Wednesday, August 11, 2010

Waktu Niat Berpuasa


Pemateri: Syaikh Abdullah Abdur-Rahmaan Al-Ghudyaan
Waktu: Sabtu, 30 September 2006
Sumber: Transkrip Al-Baseerah Forum

Syaikh kita tercinta, Syaikh Abdullah Abdur-Rahmaan Al-Ghudyaan memulai:
Assalamu’alaikum warahamtullah wabarakatuh

Setelah memulai dengan Basmalah dan Hamdalah, kemudian mengirimkan shalawat dan salam kepada Nabi kita shallallahu alaihi wasallam, keluarga dan para sahabatnya.

Kemudian beliau melanjutkan bahwa pelajaran malam ini adalah penjelasan mengenai Waktu Niat. Beliau menyebutkan bahwa dalil disyariatkannya niat adalah sabda Nabi Muhammad shallallahu alaihi wasallam:
إنَّما الأعْمالُ بالنِّيَّاتِ وإنَّمَا لِكُلّ امرىءٍ مَا نَوَى
"Sesungguhnya amalan itu tergantung dengan niatnya, dan (balasan) bagi tiap-tiap orang (tergantung) apa yang diniatkan...” (HR Bukhari Muslim)

Maka di dalam hadits ini menjelaskan bahwa amal diberi ganjaran berdasarkan niat, dan karena shiyam adalah amal, maka ia membutuhkan adanya niat.

Jenis-jenis Puasa

Kemudian syaikh menyebutkan bahwa puasa terdiri dari beberapa jenis:

Puasa jenis pertama adalah puasa wajib yang diwajibkan dan ditetapkan oleh Allah subhahanu wa ta’ala, dan itu adalah shiyam Ramadhan.

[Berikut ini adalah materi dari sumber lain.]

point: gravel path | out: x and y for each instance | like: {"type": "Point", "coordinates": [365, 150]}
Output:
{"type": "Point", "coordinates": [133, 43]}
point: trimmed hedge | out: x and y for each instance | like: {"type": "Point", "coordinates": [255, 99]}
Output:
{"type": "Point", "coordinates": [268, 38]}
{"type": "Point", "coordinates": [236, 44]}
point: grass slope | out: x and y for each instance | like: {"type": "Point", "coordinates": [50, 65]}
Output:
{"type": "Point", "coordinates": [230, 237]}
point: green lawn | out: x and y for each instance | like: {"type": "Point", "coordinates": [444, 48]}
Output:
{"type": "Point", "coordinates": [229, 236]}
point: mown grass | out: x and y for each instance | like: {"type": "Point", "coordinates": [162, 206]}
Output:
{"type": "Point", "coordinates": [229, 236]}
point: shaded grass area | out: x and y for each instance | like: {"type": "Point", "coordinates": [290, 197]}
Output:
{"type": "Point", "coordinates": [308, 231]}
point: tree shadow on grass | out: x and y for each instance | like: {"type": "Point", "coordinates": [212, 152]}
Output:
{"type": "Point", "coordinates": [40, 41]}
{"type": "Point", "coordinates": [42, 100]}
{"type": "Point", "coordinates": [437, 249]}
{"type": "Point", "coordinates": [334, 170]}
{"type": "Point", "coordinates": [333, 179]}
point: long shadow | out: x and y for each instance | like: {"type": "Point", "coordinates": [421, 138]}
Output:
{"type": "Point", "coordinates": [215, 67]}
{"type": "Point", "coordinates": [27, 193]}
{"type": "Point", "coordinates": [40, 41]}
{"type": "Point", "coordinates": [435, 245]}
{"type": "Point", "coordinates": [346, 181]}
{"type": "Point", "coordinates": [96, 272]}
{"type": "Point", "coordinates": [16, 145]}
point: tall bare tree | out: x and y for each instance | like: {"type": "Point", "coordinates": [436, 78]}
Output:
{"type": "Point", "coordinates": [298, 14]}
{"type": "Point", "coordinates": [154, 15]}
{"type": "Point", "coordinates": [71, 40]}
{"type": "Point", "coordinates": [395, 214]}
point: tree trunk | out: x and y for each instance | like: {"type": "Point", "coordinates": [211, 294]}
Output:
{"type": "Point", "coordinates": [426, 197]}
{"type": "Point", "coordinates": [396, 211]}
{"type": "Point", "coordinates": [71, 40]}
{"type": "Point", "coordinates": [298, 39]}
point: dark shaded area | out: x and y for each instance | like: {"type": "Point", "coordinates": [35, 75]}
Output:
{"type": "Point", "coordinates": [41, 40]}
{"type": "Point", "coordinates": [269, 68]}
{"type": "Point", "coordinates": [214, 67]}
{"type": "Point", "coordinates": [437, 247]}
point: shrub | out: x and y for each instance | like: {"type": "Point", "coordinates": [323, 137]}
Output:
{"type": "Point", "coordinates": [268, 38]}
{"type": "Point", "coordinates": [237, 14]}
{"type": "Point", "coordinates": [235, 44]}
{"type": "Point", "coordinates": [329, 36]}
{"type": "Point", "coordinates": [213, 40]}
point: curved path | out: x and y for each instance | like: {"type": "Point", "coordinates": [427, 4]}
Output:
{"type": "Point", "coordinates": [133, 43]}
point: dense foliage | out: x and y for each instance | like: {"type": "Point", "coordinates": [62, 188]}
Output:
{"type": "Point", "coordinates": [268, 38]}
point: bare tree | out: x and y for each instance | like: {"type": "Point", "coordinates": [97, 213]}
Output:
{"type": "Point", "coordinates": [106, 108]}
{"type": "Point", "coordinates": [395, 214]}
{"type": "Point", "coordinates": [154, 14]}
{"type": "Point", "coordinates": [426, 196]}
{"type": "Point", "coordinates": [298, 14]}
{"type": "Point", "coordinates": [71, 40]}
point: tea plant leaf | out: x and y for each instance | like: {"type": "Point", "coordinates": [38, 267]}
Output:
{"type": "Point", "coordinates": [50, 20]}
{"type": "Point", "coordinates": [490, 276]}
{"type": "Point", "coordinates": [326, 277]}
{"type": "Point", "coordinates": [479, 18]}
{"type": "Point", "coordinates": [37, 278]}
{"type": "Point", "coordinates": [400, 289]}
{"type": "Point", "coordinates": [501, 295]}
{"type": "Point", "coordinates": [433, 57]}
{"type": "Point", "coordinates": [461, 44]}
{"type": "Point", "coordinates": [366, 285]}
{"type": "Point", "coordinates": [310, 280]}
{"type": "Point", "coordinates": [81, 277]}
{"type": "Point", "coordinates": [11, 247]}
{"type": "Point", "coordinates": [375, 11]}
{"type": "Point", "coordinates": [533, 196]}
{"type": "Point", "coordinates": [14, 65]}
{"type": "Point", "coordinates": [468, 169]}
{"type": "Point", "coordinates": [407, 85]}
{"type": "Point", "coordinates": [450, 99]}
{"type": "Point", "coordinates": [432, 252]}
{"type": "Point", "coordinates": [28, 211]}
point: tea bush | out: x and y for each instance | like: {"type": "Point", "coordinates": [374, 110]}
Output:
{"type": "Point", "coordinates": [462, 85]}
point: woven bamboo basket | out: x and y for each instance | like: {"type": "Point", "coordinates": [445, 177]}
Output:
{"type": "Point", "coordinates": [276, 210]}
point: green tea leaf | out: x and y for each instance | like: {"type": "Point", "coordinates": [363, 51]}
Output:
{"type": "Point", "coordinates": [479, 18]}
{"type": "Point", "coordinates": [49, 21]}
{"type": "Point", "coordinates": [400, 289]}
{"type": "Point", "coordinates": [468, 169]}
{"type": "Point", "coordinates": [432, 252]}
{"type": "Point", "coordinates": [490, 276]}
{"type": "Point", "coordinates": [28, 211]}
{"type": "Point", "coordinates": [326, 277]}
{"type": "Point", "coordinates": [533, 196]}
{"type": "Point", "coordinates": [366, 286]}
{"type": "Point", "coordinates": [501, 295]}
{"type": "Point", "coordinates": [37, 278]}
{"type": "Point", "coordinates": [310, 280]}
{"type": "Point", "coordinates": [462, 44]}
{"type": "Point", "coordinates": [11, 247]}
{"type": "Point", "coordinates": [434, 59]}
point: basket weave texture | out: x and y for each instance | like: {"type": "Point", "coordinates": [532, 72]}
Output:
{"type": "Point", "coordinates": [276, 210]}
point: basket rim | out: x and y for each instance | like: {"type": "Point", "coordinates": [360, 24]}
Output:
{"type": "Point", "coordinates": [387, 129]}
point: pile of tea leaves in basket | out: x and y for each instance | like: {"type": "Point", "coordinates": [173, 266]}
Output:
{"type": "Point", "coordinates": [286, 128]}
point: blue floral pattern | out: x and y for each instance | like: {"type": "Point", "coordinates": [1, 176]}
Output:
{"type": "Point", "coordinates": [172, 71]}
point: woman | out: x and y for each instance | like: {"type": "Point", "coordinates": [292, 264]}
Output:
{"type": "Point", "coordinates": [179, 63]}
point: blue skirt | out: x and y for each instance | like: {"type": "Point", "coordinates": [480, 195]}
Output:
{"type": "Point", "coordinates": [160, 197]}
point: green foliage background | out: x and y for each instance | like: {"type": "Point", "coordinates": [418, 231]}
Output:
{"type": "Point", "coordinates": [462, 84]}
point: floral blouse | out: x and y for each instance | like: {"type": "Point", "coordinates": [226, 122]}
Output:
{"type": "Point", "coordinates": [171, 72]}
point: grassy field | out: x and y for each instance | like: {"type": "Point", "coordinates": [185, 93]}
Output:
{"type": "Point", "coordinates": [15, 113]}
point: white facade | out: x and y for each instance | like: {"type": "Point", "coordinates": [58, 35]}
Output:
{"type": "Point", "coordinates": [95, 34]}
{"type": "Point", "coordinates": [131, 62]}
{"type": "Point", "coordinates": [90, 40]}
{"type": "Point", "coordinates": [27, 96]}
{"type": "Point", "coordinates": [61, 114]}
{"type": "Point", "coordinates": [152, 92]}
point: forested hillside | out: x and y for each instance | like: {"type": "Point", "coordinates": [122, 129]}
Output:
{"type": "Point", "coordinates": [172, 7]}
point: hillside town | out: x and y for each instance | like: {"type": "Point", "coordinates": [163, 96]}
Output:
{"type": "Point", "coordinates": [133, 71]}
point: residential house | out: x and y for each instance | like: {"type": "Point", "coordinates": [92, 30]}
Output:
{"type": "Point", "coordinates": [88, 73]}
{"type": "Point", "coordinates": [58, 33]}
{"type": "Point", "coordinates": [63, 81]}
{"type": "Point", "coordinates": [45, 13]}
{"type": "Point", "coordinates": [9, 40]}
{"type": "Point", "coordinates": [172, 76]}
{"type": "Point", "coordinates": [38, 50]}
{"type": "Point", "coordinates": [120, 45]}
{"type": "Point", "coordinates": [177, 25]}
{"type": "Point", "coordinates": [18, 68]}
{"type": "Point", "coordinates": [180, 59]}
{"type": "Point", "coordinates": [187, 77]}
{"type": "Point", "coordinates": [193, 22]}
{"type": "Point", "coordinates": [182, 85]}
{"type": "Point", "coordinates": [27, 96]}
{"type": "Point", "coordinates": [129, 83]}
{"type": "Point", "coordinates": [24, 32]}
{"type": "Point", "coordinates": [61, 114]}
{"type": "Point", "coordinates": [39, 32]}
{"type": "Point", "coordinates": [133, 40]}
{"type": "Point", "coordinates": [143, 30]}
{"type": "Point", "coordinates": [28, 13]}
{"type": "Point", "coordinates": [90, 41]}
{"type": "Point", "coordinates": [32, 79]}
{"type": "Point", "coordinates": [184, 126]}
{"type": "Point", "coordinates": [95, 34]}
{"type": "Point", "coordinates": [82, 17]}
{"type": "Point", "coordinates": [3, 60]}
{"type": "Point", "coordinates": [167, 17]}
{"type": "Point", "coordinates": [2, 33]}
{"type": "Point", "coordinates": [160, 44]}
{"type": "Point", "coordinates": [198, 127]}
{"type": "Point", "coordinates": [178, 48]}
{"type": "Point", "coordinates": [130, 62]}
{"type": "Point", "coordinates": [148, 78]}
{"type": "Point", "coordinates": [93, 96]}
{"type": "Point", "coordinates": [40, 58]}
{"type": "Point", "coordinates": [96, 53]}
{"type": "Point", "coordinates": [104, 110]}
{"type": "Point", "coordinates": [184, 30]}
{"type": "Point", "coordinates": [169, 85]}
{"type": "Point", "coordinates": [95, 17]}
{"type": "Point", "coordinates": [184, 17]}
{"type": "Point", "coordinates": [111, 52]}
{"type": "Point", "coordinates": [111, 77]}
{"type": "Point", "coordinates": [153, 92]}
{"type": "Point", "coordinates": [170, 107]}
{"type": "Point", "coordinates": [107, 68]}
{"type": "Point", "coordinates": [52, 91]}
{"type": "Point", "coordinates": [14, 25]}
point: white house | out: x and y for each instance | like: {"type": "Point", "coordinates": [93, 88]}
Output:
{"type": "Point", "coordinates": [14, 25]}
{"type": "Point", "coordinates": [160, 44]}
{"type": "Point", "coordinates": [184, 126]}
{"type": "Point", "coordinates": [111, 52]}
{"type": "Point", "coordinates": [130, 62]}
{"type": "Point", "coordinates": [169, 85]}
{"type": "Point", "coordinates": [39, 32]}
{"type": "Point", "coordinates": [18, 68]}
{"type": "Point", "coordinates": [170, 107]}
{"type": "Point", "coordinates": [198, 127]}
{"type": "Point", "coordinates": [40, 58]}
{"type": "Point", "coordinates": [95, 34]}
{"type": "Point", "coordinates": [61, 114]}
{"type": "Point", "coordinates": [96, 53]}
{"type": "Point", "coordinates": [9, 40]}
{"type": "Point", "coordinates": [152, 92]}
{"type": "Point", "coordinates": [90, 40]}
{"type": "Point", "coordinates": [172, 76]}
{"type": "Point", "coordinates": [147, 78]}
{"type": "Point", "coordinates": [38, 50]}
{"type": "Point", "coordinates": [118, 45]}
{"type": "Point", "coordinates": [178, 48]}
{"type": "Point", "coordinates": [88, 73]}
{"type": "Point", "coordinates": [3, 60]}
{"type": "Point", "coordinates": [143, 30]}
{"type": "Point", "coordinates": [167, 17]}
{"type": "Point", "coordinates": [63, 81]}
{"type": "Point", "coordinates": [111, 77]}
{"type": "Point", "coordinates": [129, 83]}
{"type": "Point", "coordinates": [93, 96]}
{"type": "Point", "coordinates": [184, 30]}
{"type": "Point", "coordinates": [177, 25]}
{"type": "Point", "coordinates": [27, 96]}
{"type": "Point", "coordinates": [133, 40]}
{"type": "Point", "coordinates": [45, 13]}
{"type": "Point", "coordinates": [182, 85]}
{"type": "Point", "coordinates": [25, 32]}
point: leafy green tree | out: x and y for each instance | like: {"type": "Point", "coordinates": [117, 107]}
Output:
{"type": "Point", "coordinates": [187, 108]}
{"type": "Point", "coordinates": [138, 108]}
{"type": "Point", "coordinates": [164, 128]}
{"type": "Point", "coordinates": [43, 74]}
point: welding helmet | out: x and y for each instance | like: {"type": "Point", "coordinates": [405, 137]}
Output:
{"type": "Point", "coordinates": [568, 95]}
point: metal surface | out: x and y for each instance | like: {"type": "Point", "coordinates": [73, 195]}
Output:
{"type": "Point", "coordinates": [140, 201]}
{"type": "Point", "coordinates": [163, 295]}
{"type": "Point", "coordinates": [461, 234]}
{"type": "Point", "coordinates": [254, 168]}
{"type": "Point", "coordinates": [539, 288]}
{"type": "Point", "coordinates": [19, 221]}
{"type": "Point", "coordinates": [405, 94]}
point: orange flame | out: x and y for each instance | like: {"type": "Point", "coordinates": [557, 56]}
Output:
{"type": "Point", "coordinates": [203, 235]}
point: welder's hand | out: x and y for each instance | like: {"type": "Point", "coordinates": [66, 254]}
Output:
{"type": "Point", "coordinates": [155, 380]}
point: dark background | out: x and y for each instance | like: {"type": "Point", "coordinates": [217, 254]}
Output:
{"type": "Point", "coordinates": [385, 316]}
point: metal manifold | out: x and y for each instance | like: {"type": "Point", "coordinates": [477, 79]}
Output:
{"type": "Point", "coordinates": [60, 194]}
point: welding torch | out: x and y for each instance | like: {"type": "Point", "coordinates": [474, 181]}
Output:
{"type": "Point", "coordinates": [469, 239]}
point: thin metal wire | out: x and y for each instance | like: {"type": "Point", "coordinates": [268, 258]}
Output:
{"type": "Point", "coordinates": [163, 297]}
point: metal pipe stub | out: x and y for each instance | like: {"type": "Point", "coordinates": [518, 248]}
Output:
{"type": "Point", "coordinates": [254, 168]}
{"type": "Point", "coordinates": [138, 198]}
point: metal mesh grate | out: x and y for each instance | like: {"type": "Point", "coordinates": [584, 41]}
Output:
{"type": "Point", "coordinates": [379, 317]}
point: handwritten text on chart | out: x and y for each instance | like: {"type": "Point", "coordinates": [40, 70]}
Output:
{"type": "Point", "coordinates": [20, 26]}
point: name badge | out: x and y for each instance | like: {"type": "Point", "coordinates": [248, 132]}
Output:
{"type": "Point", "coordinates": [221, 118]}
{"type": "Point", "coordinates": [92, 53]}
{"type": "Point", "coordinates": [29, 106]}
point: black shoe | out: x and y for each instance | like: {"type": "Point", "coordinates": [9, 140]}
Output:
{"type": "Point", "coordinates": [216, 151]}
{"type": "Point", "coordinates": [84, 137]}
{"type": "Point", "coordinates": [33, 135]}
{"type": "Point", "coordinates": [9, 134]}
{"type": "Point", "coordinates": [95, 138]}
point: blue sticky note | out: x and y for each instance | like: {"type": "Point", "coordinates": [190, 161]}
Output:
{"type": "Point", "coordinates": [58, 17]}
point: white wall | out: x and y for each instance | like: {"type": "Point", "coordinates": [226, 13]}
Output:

Dan puasa jenis kedua adalah yang juga diwajibkan Allah subhanahu wa ta’ala, akan tetapi hamba Allah lah yang menyebabkannya menjadi wajib. Misalnya kafaratul yamin (كفارة اليمين) – kafarat karena melanggar sumpah) dan kaffaratuzh zhihaar [(كفارة الظهار) , kafarat karena mengatakan ‘isteriku seperti punggung ibuku’ (haram untuk didekati)] dan kaffaratul jima (كفارة الجماع) dan ini adalah tebusan karena melakukan jima’ dengan isteri ketika sedang berpuasa di bulan Ramadhan dan kaffaratul qatl khattan (كفارة القتل خطأ) yakni tebusan karena membunuh seseorang tanpa sengaja. Shiyam dari semua jenis ini adalah wajib dan Shiyam Ramadhan adalah fardhu.

Jenis shiyam lainnya adalah ketika seorang hamba mewajibkan shiyam bagi dirinya dan ini disebut puasa nazar (صيام النذر puasa karena bernazar untuk melakukannya).

Inilah ketiga jenis shiyam. Kategori yang pertama adalah yang Allah tetapkan dan wajibkan, kategori yang kedua adalah diwajibkan oleh Allah namun hamba lah yang menjadi penyebabnya dan kategori yang ketiga adalah hamba yang memulai dan mewajibkan bagi dirinya..

Waktu Niat

Pada semua kategori (shiyam) ini, disyaratkan adanya niat, dan niat harus dilakukan di waktu antara terbenamnya matahari dan terbitnya fajar.

Di antara dalil-dalilnya adalah sabda Nabi shallallahu alaihi wasallam yang dikeluarkan oleh Imam Ahmad dan ashabus sunan dari Hafsah radhaillahu anha bahwa Nabi shallallahu alaihi wasallam bersabda:
من لم يجمع الصيام قبل الفجر فلا صيام له
"Barang siapa yang tidak mengumpulkan waktu puasa dengan waktu fajar, maka tidak sah puasanya." (Dishahihkan oleh Syaikh Albani dalam Shahih al-Jami’, no. 6538)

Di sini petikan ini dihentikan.